Minal Deshmukh has learnt that you reap what you sow. The 23-year-old from Umraj village in Junnar, Pune district, looks back on her growing-up years when, as the eldest of five siblings, she began her day working her father’s fields, hitting the hay late in the night after catching up on her studies. Topping her class every year in school, Deshmukh went on to become the first from her village to earn a B.Tech degree. In August she will join Hewlett-Packard in Bangalore as a software engineer.
Just 100 km away, in Markal village in Alandi, 21-year-old Kiran Lokhande has reached a similar milestone. In a fortnight, Lokhande, also hailing from a family of farmers, will walk down the hallowed portals of Infosys in Mysore as a programmer. Deshmukh and Lokhande are not the only young ones to transcend the boundaries of their villages to enter the corporate world. Maharashtra is witness to a growing movement led by the children of humble peasants, who are taking the first faltering steps in corporate streets, steps that will soon become confident strides.

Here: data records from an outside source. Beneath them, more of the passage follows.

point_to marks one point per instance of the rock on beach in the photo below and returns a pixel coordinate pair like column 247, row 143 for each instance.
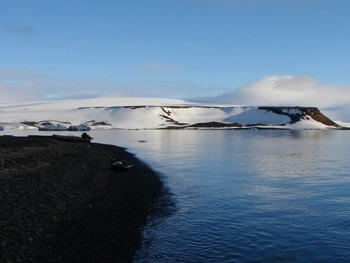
column 61, row 202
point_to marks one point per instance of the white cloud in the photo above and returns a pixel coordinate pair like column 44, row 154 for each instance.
column 292, row 91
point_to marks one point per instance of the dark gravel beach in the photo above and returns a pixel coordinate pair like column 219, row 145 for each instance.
column 61, row 202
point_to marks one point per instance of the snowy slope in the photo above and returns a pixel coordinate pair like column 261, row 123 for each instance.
column 136, row 113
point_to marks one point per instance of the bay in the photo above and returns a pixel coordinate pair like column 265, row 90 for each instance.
column 245, row 195
column 248, row 195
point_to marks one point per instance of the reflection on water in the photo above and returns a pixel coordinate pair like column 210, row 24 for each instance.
column 247, row 196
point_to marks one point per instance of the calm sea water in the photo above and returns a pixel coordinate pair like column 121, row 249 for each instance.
column 246, row 195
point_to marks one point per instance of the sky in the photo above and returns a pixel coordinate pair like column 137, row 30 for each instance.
column 256, row 52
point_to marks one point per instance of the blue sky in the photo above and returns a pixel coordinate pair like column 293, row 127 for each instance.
column 170, row 48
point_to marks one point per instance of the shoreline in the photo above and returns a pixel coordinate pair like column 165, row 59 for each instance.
column 61, row 202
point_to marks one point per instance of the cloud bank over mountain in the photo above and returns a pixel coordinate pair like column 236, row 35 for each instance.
column 269, row 91
column 292, row 91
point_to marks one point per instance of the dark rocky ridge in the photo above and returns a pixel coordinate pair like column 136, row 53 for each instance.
column 60, row 202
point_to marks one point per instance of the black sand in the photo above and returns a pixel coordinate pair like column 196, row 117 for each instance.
column 60, row 202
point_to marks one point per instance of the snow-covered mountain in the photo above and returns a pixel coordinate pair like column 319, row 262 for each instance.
column 133, row 113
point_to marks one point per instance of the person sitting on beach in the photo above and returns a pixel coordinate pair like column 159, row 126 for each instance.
column 86, row 137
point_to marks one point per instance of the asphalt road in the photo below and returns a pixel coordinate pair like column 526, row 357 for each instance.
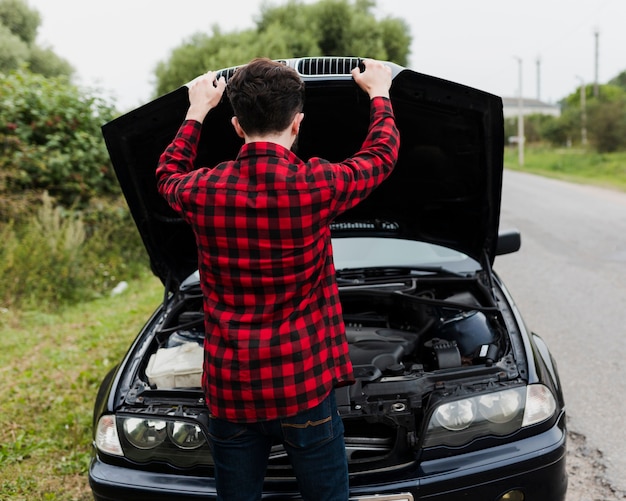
column 569, row 282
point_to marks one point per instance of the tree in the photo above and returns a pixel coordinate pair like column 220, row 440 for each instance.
column 18, row 32
column 50, row 139
column 295, row 29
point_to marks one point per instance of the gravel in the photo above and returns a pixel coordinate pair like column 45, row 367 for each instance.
column 586, row 472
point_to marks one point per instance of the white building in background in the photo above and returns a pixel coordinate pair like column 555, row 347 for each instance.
column 529, row 107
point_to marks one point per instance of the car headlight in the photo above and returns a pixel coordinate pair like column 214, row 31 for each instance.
column 107, row 440
column 185, row 435
column 145, row 433
column 173, row 439
column 498, row 413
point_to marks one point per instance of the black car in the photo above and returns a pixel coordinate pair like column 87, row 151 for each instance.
column 454, row 399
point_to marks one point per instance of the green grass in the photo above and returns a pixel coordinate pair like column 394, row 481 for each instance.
column 51, row 365
column 571, row 164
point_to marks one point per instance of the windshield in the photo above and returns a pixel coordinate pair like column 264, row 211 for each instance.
column 382, row 252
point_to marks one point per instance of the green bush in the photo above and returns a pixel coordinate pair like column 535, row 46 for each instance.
column 50, row 139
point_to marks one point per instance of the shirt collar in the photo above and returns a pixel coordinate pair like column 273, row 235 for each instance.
column 266, row 149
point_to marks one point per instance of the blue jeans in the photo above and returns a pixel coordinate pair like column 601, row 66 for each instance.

Ask Ashwini Dere, a 22-year-old from Vaishnavdham near Junnar, who is now a year into her first job. Like Deshmukh, she studied in a Marathi-medium school till class X, before pursuing a B.Tech in Computer Science from Cummins College for Women, Pune. A software engineer with TCS in Mumbai, Dere is contemplating a shift to Sydney, where her engineer-husband—who hails from Junnar and has traversed the same path—is now based.